The organization is a full-fledged operation now, with dozens of volunteers, and on average, 110 dogs under its care. But it started out as something much smaller: postings on Craigslist. Parker connected with Traci Wood, a like-minded dog lover who lives near several of the southern shelters. Wood began visiting the shelters and selected dogs to rescue. The two women then started listing the dogs on the internet and received a great response from interested adopters. And eventually, as more people became involved, the rescue developed its own website and became an official non-profit. Dozens of passionate dog-lovers help keep the entire operation running smoothly.
But even with all the help from others, PAWS still struggles to stay afloat at times. The rescue pays for the dogs’ medical bills, food and supplies to ease the burden on foster parents. An individual visit to the veterinarian often costs $2000 to $3000 alone, and the average donation from the public is only $50.
“You’re constantly saying “Well, I only have the finances for ten dogs, but really, what’s one more?” Parker says. “If a rescue isn’t running in the red, you’re not doing something right. It’s endlessly rewarding but also endlessly disappointing.”
But there are certain moments that make all the stress and heartbreaking decisions worth it. For Parker, it’s picking the dogs up from transport when they arrive in Massachusetts each week.
“You go there and all these families are meeting their dogs for the first time, or there are other rescue groups picking up their dogs at the same time.
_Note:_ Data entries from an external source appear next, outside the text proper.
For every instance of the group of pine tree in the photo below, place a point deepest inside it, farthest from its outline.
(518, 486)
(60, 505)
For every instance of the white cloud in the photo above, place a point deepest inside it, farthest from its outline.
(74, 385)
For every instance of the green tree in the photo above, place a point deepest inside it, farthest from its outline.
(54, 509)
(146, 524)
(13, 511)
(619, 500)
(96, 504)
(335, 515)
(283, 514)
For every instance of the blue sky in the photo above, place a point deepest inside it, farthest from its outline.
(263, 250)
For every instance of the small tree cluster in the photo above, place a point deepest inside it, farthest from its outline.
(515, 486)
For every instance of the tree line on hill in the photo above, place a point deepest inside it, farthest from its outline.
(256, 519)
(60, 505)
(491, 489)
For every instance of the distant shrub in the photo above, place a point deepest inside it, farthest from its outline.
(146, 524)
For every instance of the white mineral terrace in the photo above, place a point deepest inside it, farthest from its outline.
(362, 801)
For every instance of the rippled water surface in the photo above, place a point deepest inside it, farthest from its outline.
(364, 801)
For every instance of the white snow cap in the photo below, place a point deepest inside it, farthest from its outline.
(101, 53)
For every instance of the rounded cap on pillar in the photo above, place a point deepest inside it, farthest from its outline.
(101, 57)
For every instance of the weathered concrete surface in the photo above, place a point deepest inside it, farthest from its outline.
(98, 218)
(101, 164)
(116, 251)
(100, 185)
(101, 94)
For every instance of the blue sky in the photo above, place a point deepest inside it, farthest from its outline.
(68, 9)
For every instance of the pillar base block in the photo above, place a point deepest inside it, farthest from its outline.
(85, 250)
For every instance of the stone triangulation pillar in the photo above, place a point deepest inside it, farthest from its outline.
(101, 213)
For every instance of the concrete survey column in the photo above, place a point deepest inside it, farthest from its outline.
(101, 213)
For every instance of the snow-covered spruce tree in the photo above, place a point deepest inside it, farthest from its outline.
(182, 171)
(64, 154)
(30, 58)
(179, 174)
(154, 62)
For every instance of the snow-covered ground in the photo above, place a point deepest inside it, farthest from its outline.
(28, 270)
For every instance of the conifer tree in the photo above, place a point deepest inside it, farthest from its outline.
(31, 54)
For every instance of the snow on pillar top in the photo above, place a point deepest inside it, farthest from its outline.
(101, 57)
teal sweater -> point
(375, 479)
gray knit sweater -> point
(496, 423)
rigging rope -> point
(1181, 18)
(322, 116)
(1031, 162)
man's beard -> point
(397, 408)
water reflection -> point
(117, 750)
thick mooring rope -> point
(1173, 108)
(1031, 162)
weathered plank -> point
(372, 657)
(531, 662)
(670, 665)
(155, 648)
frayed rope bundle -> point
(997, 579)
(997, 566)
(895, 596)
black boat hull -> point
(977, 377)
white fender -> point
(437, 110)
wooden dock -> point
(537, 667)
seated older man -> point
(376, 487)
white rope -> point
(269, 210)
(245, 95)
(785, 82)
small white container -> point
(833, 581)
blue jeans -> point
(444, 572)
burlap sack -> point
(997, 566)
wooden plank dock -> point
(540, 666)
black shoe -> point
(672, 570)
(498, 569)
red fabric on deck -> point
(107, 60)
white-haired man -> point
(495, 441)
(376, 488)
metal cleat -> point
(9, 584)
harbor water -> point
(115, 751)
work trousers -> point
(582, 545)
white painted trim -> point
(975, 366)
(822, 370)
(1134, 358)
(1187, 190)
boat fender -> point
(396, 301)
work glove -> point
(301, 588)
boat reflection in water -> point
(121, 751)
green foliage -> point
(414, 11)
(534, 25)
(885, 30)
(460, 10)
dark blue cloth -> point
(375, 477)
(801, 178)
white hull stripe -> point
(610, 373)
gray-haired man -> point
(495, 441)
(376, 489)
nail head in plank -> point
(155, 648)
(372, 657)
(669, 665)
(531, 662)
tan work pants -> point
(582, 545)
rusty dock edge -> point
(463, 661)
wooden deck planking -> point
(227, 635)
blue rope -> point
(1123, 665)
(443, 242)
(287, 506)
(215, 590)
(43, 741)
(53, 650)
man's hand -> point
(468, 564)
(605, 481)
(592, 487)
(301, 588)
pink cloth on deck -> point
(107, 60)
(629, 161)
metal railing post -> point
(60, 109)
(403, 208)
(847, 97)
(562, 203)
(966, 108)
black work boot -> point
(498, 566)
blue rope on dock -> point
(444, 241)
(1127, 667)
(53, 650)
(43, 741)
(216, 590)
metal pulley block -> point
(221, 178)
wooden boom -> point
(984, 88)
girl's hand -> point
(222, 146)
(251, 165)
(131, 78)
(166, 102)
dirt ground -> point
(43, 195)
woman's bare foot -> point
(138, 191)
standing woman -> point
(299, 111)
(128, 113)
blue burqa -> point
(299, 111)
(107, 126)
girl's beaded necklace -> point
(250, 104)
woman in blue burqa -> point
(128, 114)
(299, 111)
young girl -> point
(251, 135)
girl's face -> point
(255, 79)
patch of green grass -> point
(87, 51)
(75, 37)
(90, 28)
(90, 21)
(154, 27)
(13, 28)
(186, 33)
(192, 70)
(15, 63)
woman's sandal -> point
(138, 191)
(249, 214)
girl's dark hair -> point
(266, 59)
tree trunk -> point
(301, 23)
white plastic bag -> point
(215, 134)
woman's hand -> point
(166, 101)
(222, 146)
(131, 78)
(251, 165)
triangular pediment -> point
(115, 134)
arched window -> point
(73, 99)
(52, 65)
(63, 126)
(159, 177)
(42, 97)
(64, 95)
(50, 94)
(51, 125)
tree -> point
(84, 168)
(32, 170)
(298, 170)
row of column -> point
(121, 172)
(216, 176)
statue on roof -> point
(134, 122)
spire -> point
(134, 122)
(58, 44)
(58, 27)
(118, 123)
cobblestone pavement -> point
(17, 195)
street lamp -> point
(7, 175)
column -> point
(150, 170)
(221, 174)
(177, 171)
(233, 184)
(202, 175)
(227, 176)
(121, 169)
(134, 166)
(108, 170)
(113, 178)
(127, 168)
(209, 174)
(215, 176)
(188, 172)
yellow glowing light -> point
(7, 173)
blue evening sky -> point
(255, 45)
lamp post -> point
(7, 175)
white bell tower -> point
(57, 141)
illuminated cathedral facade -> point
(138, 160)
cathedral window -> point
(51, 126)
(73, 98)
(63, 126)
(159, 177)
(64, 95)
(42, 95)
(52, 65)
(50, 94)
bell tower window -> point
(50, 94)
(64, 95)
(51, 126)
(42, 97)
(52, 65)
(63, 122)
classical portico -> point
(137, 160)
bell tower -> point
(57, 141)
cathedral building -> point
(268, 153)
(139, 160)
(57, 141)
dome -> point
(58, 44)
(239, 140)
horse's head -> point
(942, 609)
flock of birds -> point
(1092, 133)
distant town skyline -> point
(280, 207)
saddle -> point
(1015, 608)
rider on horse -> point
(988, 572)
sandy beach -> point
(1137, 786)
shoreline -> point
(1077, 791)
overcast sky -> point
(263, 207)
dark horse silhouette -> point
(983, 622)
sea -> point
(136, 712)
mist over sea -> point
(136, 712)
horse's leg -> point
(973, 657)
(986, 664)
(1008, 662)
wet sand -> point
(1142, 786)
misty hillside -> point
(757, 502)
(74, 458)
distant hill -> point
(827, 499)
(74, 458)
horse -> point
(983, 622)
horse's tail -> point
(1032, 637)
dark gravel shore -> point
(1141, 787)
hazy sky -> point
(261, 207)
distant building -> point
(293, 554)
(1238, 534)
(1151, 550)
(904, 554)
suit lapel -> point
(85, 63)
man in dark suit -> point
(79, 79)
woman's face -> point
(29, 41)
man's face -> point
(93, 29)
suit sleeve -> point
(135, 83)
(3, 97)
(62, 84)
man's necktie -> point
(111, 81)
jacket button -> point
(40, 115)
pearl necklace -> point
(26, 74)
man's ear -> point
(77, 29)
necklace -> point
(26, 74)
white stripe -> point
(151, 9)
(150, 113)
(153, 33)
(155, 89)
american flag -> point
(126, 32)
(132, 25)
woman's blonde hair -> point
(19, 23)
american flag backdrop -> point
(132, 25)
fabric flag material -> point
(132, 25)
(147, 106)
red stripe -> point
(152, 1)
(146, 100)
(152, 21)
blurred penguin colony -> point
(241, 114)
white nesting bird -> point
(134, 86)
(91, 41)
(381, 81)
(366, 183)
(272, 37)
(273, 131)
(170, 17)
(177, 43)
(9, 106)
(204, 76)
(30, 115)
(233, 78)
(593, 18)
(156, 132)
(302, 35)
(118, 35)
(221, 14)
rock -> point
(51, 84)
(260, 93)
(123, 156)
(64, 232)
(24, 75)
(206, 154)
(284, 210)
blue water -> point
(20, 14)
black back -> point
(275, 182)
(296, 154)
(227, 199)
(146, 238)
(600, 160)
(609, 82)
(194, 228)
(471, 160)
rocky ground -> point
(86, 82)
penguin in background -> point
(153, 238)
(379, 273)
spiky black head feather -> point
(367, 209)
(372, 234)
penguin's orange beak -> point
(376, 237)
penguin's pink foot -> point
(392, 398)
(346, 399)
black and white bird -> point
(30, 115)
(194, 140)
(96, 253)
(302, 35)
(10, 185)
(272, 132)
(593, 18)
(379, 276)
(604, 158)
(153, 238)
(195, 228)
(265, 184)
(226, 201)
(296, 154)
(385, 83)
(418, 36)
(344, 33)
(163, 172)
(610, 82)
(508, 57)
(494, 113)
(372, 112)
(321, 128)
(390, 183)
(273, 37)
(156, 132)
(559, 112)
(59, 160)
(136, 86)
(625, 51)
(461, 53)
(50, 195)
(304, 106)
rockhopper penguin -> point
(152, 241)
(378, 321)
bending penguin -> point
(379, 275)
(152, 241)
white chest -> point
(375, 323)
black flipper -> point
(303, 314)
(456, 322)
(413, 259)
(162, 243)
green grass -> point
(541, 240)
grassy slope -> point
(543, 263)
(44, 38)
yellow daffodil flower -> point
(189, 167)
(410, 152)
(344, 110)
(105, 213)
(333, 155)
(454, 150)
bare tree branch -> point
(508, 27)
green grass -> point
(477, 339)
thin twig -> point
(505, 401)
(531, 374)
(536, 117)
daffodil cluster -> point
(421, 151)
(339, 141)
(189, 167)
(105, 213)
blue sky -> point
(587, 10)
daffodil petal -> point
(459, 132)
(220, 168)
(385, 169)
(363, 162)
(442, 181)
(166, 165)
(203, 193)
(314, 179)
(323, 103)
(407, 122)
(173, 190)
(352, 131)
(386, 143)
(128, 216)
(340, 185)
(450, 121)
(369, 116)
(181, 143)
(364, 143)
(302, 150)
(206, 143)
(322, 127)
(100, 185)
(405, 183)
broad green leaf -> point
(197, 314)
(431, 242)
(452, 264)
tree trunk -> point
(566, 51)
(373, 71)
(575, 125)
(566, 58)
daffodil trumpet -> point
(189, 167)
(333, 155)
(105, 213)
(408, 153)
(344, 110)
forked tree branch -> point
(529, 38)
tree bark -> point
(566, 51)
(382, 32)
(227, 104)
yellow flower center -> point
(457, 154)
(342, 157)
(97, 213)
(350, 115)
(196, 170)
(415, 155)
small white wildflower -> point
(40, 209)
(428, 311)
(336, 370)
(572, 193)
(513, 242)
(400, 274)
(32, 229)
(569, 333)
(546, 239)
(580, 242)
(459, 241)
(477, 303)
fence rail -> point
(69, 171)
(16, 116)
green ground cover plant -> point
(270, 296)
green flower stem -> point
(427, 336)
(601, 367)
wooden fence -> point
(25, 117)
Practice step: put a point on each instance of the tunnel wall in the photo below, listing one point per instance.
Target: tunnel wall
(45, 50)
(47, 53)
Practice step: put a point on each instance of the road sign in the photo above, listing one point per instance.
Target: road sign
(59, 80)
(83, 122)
It’s just kind-of a funny, tingly, happy feeling,” she says. “The transport days are where it’s like ‘Okay, this is why I project myself.’”
For Kotch, the rewards affect her entire family. “Knowing that we are saving dogs on a daily basis brings such a feeling of hope and reinforces the belief that we really can make a difference and make the world a better place. Aside from raising my family it is without a doubt the most rewarding thing I have ever done in my life,” she says. “It’s such a wonderful feeling to know that I helped to bring that smile to that person’s face and I helped bring that wag to that dog’s tail.”